Auch Felix hätte sich gern ausgeschlossen. Er konnte es aber auf keine Weise, ohne sein Geheimniß zu verrathen. Und was sollte er auch sonst beginnen, um seine heimliche Sehnsucht zu stillen, da er sich beim Tageslicht unmöglich ihr hätte nähern können? Im Stillen vertröstete er sich damit, nach der Rückkehr am dunklen Abend wieder an den Gartenzaun zu schleichen und nach dem hellen Balconzimmer hinaufzuspähen.

Ein leiser Versuch Philipp Emanuel Kohle's, sich mit seiner Schüchternheit in Damengesellschaft zu entschuldigen, wurde lebhaft überstimmt.
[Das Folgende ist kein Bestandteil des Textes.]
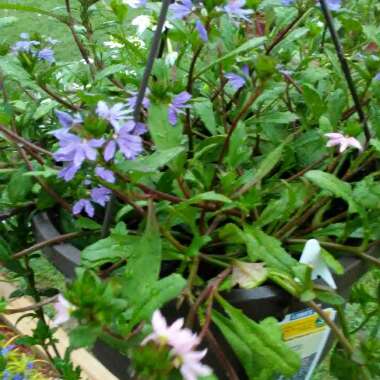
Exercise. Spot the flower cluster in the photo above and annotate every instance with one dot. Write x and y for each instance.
(74, 150)
(334, 5)
(35, 48)
(182, 9)
(181, 342)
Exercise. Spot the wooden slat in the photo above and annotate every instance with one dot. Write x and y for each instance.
(92, 369)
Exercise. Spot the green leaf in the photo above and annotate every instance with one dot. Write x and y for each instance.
(109, 70)
(27, 8)
(330, 298)
(83, 336)
(110, 249)
(164, 135)
(332, 262)
(265, 167)
(249, 45)
(313, 101)
(241, 349)
(334, 185)
(44, 108)
(209, 196)
(144, 262)
(151, 163)
(204, 110)
(270, 355)
(6, 21)
(157, 296)
(87, 224)
(19, 186)
(239, 150)
(268, 249)
(248, 275)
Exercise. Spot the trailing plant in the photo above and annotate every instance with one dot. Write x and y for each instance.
(195, 148)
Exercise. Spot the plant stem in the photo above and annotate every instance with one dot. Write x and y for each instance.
(31, 307)
(15, 137)
(109, 216)
(346, 69)
(235, 122)
(152, 56)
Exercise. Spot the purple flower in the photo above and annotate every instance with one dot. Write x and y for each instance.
(177, 105)
(101, 195)
(68, 172)
(236, 81)
(105, 174)
(129, 143)
(47, 55)
(131, 102)
(182, 342)
(333, 5)
(344, 142)
(24, 46)
(66, 120)
(62, 308)
(287, 2)
(135, 3)
(18, 376)
(202, 31)
(234, 10)
(84, 204)
(181, 9)
(76, 150)
(115, 115)
(139, 129)
(6, 350)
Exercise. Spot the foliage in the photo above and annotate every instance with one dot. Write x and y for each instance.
(189, 158)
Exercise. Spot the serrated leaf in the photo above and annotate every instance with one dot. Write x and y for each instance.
(151, 163)
(209, 196)
(330, 298)
(269, 353)
(144, 262)
(109, 70)
(241, 349)
(157, 296)
(87, 224)
(248, 275)
(274, 117)
(205, 111)
(264, 168)
(334, 185)
(19, 186)
(30, 9)
(83, 336)
(268, 249)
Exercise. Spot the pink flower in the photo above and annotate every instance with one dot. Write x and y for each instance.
(343, 141)
(192, 367)
(182, 342)
(63, 308)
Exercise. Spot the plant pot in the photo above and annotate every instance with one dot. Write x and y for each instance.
(258, 303)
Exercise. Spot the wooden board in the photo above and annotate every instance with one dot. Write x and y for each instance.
(92, 369)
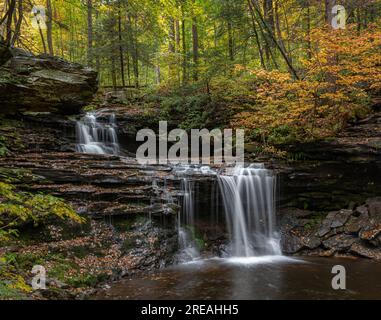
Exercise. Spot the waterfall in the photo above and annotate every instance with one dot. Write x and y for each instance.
(249, 203)
(94, 137)
(186, 221)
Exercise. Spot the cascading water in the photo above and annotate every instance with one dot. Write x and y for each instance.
(186, 221)
(94, 137)
(249, 203)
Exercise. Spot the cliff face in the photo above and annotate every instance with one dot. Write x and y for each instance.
(43, 83)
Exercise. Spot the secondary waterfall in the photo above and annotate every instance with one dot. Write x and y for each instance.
(94, 137)
(249, 203)
(186, 221)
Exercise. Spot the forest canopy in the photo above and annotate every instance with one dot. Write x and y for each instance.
(279, 67)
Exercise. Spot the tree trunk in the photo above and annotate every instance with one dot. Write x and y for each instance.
(329, 4)
(18, 22)
(230, 41)
(252, 14)
(120, 38)
(195, 49)
(89, 32)
(49, 26)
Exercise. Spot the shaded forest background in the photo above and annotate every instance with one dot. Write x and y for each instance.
(276, 68)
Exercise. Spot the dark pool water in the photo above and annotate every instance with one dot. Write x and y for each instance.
(253, 279)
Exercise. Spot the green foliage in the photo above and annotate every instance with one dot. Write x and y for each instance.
(18, 208)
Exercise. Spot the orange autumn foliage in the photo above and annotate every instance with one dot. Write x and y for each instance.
(337, 85)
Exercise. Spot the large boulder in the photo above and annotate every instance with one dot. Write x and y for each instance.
(43, 83)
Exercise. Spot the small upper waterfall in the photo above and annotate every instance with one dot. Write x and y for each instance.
(186, 221)
(94, 137)
(249, 203)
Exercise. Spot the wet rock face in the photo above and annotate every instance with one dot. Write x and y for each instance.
(350, 232)
(43, 83)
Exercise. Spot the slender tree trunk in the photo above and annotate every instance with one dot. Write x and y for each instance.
(120, 37)
(18, 22)
(230, 41)
(8, 18)
(269, 18)
(90, 32)
(195, 49)
(329, 4)
(271, 35)
(309, 45)
(260, 50)
(49, 26)
(184, 47)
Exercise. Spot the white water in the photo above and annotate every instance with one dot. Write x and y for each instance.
(249, 203)
(186, 221)
(248, 196)
(94, 137)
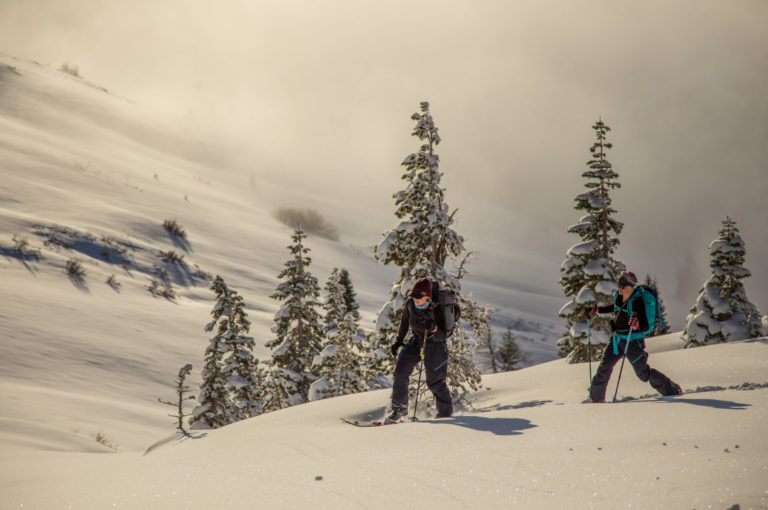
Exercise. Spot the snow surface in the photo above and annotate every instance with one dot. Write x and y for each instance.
(82, 363)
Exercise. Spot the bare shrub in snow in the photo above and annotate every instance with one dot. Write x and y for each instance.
(112, 282)
(307, 220)
(173, 257)
(181, 396)
(75, 270)
(174, 228)
(71, 69)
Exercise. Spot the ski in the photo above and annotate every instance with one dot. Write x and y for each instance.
(371, 423)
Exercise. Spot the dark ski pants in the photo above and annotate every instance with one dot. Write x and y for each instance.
(638, 358)
(436, 369)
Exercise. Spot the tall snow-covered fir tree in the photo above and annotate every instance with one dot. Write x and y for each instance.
(420, 246)
(664, 328)
(239, 364)
(722, 312)
(342, 364)
(297, 325)
(589, 272)
(214, 407)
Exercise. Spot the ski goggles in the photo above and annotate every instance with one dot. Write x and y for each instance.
(624, 281)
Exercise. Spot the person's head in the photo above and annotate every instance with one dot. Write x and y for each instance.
(421, 292)
(626, 283)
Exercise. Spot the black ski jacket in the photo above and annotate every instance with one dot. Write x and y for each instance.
(419, 321)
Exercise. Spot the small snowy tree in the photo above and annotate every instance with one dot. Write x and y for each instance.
(589, 272)
(350, 299)
(297, 324)
(335, 306)
(278, 385)
(487, 347)
(420, 246)
(181, 396)
(664, 327)
(214, 408)
(341, 365)
(722, 312)
(231, 376)
(509, 352)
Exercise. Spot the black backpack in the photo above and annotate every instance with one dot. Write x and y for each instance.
(447, 311)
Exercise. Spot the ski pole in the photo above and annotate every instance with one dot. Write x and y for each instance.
(421, 369)
(626, 348)
(589, 350)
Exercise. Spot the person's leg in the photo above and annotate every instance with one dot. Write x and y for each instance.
(436, 367)
(639, 359)
(406, 360)
(603, 375)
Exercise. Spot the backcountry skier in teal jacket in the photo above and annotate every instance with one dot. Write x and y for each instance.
(630, 315)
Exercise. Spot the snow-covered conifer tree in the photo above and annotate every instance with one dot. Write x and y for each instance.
(349, 294)
(277, 388)
(231, 376)
(342, 364)
(239, 364)
(420, 246)
(214, 407)
(297, 324)
(589, 272)
(509, 352)
(722, 311)
(335, 306)
(664, 328)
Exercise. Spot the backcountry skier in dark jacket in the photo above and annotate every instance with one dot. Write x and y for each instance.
(419, 317)
(630, 314)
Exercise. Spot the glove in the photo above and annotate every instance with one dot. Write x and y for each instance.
(395, 347)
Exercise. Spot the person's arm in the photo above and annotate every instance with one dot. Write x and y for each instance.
(638, 311)
(405, 322)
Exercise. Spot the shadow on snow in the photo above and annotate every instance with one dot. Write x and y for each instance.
(498, 426)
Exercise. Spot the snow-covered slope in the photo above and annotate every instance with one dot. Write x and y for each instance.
(90, 177)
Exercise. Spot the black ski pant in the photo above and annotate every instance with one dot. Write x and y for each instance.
(436, 369)
(638, 358)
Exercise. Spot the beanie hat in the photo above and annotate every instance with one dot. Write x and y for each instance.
(422, 287)
(628, 278)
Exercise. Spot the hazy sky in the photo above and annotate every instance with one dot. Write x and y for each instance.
(313, 100)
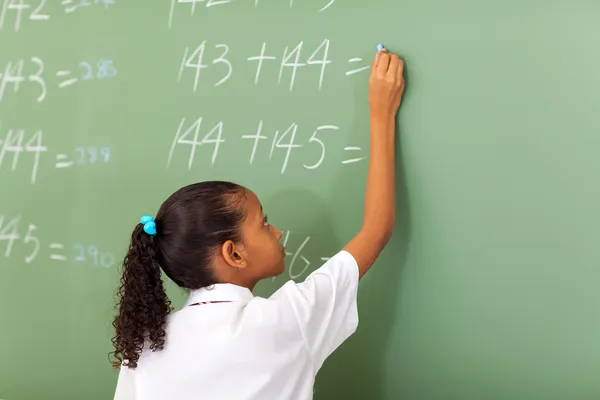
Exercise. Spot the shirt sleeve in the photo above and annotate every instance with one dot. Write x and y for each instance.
(125, 385)
(325, 305)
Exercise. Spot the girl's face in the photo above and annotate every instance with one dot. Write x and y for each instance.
(263, 250)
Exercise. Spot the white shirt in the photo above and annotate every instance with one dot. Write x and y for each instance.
(252, 348)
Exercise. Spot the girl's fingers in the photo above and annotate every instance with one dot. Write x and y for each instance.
(384, 62)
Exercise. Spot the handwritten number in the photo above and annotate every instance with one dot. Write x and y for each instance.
(81, 151)
(36, 243)
(36, 16)
(222, 60)
(81, 256)
(88, 75)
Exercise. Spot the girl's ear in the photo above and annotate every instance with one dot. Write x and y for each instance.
(233, 255)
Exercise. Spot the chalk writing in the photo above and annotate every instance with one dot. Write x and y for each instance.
(11, 235)
(33, 72)
(283, 143)
(17, 143)
(299, 60)
(321, 6)
(14, 12)
(297, 264)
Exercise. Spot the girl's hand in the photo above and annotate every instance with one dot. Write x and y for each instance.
(386, 85)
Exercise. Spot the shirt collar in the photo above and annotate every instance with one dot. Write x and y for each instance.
(220, 292)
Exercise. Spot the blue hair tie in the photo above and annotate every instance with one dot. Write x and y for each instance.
(149, 224)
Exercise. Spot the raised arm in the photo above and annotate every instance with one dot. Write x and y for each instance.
(386, 86)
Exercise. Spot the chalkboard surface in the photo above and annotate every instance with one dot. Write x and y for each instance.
(489, 287)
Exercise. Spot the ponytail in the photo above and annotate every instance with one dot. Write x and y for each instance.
(142, 302)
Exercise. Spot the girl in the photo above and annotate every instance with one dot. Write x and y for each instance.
(213, 239)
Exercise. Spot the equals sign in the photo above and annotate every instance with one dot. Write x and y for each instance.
(55, 256)
(62, 164)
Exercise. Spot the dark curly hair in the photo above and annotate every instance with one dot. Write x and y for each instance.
(190, 225)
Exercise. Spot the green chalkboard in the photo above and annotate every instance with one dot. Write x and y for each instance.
(489, 288)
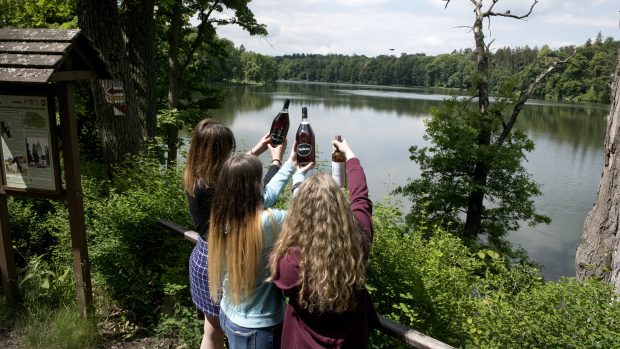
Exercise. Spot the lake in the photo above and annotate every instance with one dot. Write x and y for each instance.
(381, 123)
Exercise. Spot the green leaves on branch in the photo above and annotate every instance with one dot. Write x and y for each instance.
(447, 165)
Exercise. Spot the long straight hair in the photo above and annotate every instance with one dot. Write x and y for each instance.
(211, 145)
(235, 233)
(332, 260)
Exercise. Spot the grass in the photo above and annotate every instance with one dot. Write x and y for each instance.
(60, 328)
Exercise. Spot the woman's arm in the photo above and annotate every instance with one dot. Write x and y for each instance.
(276, 161)
(358, 189)
(274, 187)
(358, 196)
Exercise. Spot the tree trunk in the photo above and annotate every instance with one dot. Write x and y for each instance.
(120, 134)
(174, 80)
(138, 21)
(598, 253)
(475, 202)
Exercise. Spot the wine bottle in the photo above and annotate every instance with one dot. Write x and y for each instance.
(280, 124)
(338, 165)
(305, 140)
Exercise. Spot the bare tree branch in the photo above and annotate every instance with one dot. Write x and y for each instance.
(204, 21)
(525, 95)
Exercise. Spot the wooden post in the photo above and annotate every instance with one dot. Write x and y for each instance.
(81, 266)
(7, 259)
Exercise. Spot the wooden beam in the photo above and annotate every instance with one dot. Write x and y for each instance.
(7, 257)
(29, 75)
(410, 337)
(29, 34)
(81, 266)
(19, 60)
(73, 75)
(34, 47)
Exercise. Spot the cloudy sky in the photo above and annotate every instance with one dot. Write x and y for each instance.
(374, 27)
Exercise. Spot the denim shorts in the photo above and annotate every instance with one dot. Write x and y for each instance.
(250, 338)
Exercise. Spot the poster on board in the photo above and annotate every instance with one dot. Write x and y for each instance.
(26, 142)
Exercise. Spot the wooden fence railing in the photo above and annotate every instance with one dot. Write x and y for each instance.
(412, 338)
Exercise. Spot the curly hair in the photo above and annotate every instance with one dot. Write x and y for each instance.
(332, 265)
(211, 145)
(235, 235)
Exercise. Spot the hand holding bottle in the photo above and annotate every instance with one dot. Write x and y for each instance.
(261, 146)
(293, 159)
(277, 152)
(344, 147)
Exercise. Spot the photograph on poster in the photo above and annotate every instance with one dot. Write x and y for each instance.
(16, 165)
(38, 152)
(6, 129)
(26, 146)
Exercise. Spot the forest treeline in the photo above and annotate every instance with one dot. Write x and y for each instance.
(587, 77)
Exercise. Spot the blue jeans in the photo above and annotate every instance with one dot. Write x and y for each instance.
(250, 338)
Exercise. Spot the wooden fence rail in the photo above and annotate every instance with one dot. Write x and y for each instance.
(412, 338)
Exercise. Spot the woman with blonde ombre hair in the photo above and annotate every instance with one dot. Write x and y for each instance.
(212, 143)
(319, 262)
(242, 231)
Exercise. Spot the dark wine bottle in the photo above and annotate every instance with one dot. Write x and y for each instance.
(280, 124)
(305, 140)
(338, 165)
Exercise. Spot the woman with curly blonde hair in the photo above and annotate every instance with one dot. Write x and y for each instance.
(319, 262)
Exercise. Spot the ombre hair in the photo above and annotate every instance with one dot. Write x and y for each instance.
(332, 248)
(235, 233)
(211, 145)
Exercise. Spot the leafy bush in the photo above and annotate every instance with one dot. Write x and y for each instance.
(42, 284)
(428, 280)
(563, 314)
(132, 255)
(60, 328)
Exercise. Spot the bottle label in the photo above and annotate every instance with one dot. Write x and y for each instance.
(338, 172)
(304, 149)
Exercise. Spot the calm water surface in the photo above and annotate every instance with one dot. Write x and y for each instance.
(381, 124)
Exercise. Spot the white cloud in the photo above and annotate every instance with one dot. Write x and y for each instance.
(373, 27)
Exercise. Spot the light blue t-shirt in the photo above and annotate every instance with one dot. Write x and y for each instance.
(266, 306)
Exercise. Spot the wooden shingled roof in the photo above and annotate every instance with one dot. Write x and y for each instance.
(48, 55)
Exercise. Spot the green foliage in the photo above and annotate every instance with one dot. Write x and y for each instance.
(441, 193)
(181, 322)
(41, 284)
(128, 251)
(425, 284)
(7, 314)
(60, 328)
(38, 14)
(564, 314)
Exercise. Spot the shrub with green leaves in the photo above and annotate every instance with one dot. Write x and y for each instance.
(430, 281)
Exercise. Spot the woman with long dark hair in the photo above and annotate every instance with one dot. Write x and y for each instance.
(212, 143)
(242, 232)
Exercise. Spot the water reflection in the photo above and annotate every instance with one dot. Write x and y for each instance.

Und da er der Einzige war, der die Seekarte im Kopfe hatte, konnte er's schon darum nicht über sein gutmüthiges Herz bringen, von der Partie zurückzubleiben.

Ein Gewitter lag in der Luft, das freilich im Westen Halt zu machen und sich unschädlich verziehen zu wollen schien. Der Himmel war tiefgefärbt, der See völlig spiegelglatt, als das schlanke und doch geräumige Schiffchen aus der kleinen Bucht auslief, vom Dicken mit wehendem Taschentuch und geschwungenem Fez entlassen. Kohle saß am Steuer, Elfinger führte die Ruder, Rosenbusch benutzte den musikalischen Freibrief, den Rossel ihm für das Wasser gegeben, und blies, während sie an dem lachenden Ufer hinglitten, seine schäferlichsten Melodieen auf der geliebten Flöte, doppelt schmelzend, da er seiner Liebsten und der Himmel mag wissen welchen romantischen Abenteuern entgegenfuhr.